Crisi politica in Sicilia: vertici nazionali di Fdi e Forza Italia a confronto sul rimpasto e sui congressi
Terremoto politico in Sicilia, Fratelli d’Italia e Forza Italia verso la resa dei conti: Arianna Meloni e Giovanni Donzelli attesi nell’Isola per gestire il caso Amata. Mentre l’assessora regionale valuta le dimissioni dopo il rinvio a giudizio per corruzione, tra gli azzurri si profila il commissariamento del partito con l’ipotesi Nino Minardo per superare le divisioni interne tra Roma e la segreteria Schifani.
Il quadro politico siciliano si fa rovente e il “caso Sicilia” diventa una priorità assoluta per Giorgia Meloni. Lunedì 27 aprile, i vertici nazionali di Fratelli d’Italia, Arianna Meloni e Giovanni Donzelli, sbarcheranno nell’Isola per un incontro a porte chiuse con la base e i dirigenti. La location più probabile per questo “incontro-confessione” sembra essere Catania, dove i rappresentanti nazionali dovranno affrontare il malumore dei territori e, soprattutto, il nodo legato alla posizione di Elvira Amata.
Il dossier Amata e l’ombra del rimpasto
Il rinvio a giudizio dell’assessora al Turismo per l’ipotesi di corruzione ha accelerato le manovre per un rimpasto di giunta che potrebbe slittare ai primi di maggio. Sebbene Amata stia valutando le dimissioni spontanee per concordare il passo d’addio con il partito, resta aperta la possibilità che il gruppo di Fdi decida di “mollare” collettivamente la delega al Turismo per far decadere l’incarico senza una revoca formale. Sullo sfondo rimane anche la posizione del presidente dell’Ars, Gaetano Galvagno, il quale ha già manifestato la disponibilità a fare un passo indietro se richiesto dai vertici.
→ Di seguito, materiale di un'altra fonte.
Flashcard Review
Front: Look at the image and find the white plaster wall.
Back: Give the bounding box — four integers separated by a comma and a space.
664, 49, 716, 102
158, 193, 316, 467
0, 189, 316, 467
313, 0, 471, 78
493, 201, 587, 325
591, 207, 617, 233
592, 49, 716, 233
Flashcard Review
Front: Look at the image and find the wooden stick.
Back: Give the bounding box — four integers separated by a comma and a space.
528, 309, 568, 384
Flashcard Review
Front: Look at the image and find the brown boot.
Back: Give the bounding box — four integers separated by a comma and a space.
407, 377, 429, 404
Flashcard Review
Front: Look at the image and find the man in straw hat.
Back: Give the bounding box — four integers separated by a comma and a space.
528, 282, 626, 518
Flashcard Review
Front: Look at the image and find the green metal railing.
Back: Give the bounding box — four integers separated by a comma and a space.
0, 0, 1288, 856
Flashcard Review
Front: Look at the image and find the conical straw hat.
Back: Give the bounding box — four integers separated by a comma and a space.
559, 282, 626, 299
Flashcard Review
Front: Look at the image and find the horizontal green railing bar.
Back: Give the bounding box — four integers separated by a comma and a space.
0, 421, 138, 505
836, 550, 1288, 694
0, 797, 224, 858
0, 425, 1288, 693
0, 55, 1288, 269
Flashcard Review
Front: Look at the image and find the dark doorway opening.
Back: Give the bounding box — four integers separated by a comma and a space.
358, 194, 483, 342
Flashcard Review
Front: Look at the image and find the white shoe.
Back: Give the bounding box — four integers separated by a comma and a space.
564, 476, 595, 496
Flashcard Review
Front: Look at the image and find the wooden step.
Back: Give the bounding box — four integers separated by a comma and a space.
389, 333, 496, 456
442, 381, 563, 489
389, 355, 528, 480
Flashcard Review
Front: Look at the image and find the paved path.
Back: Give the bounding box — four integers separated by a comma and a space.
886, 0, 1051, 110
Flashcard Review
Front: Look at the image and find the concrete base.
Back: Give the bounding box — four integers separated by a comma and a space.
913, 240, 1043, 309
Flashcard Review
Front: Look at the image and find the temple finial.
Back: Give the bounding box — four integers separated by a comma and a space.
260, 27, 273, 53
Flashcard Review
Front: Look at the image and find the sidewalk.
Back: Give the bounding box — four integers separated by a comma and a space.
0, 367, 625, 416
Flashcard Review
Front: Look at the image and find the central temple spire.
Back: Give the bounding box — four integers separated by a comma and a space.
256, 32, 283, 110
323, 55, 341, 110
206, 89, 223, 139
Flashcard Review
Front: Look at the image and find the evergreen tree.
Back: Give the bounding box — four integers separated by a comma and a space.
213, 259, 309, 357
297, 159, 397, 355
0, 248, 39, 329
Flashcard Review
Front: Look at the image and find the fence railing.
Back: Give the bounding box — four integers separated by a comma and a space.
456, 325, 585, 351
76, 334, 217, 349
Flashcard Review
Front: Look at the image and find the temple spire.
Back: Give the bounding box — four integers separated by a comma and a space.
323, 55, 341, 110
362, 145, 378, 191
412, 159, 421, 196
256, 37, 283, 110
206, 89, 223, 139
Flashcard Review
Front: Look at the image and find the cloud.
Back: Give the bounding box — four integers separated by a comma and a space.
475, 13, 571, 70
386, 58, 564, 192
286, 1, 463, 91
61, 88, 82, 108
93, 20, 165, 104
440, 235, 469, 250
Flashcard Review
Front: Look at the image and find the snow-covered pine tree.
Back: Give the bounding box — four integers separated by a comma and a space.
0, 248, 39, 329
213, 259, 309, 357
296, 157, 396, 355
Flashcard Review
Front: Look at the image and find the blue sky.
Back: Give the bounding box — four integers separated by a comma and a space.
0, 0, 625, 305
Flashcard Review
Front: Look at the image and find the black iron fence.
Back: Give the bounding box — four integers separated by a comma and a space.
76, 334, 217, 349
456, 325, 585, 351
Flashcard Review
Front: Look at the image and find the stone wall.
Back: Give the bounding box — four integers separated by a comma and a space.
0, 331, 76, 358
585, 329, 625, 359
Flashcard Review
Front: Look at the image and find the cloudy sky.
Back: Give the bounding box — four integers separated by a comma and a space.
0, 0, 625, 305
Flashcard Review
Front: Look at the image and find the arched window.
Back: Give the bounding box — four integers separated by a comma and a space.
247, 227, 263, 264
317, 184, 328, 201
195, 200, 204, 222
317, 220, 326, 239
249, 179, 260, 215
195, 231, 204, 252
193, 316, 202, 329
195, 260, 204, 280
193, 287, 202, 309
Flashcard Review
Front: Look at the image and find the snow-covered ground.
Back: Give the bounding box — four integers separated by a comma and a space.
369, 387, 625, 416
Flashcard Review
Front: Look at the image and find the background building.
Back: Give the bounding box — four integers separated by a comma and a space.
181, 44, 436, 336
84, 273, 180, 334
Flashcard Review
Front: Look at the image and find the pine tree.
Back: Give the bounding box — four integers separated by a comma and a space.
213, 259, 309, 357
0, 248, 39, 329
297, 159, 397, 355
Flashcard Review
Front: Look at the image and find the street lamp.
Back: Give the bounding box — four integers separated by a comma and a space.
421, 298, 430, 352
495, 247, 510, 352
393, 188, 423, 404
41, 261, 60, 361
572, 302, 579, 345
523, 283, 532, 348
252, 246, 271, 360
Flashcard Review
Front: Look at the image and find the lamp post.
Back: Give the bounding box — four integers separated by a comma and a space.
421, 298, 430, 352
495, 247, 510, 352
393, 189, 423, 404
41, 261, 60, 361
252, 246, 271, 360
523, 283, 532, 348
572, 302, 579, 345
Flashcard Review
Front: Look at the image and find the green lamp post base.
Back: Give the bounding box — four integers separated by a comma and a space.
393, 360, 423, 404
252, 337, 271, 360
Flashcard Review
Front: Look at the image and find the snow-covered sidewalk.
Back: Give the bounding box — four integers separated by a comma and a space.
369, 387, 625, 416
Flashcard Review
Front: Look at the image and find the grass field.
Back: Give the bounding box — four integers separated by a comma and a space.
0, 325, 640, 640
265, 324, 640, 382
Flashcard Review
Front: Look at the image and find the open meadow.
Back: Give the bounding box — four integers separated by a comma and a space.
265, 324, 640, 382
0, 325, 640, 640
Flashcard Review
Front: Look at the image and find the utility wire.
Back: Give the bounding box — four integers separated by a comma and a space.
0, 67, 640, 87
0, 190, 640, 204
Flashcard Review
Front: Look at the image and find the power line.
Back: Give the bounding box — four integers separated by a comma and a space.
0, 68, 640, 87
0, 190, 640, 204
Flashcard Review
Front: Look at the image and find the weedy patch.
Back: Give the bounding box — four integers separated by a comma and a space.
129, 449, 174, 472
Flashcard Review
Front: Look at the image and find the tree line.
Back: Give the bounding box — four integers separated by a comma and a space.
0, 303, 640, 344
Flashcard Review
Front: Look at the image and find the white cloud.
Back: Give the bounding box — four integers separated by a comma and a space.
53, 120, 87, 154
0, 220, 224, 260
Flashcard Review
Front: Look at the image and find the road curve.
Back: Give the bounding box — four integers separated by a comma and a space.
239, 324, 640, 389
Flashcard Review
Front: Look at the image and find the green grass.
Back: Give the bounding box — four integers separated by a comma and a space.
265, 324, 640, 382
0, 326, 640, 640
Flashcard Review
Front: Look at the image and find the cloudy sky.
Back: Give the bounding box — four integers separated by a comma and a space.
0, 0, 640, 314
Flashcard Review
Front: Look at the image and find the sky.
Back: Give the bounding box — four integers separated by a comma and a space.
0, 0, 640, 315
Forza Italia: stop ai congressi e toto-commissario
Parallelamente allo psicodramma meloniano, Forza Italia vive una profonda spaccatura tra la segreteria nazionale di Antonio Tajani e la gestione siciliana di Renato Schifani. La segreteria nazionale ha deciso di rinviare a data da destinarsi i congressi in Sicilia (a differenza del resto d’Italia), aprendo la strada a un contestuale commissariamento. Il nome più accreditato per la guida del partito nell’Isola sarebbe quello di Nino Minardo, presidente della commissione Difesa alla Camera, considerato una figura di compromesso capace di mediare tra le diverse anime azzurre.
Intanto, il governatore Schifani avrebbe convocato i deputati regionali a Palazzo d’Orléans per blindare la posizione dell’attuale segretario Marcello Caruso, mentre le opposizioni interne continuano a premere per figure di garanzia nazionale come Giorgio Mulè. Una situazione di stallo che rischia di indebolire la coalizione di governo in un momento amministrativo cruciale.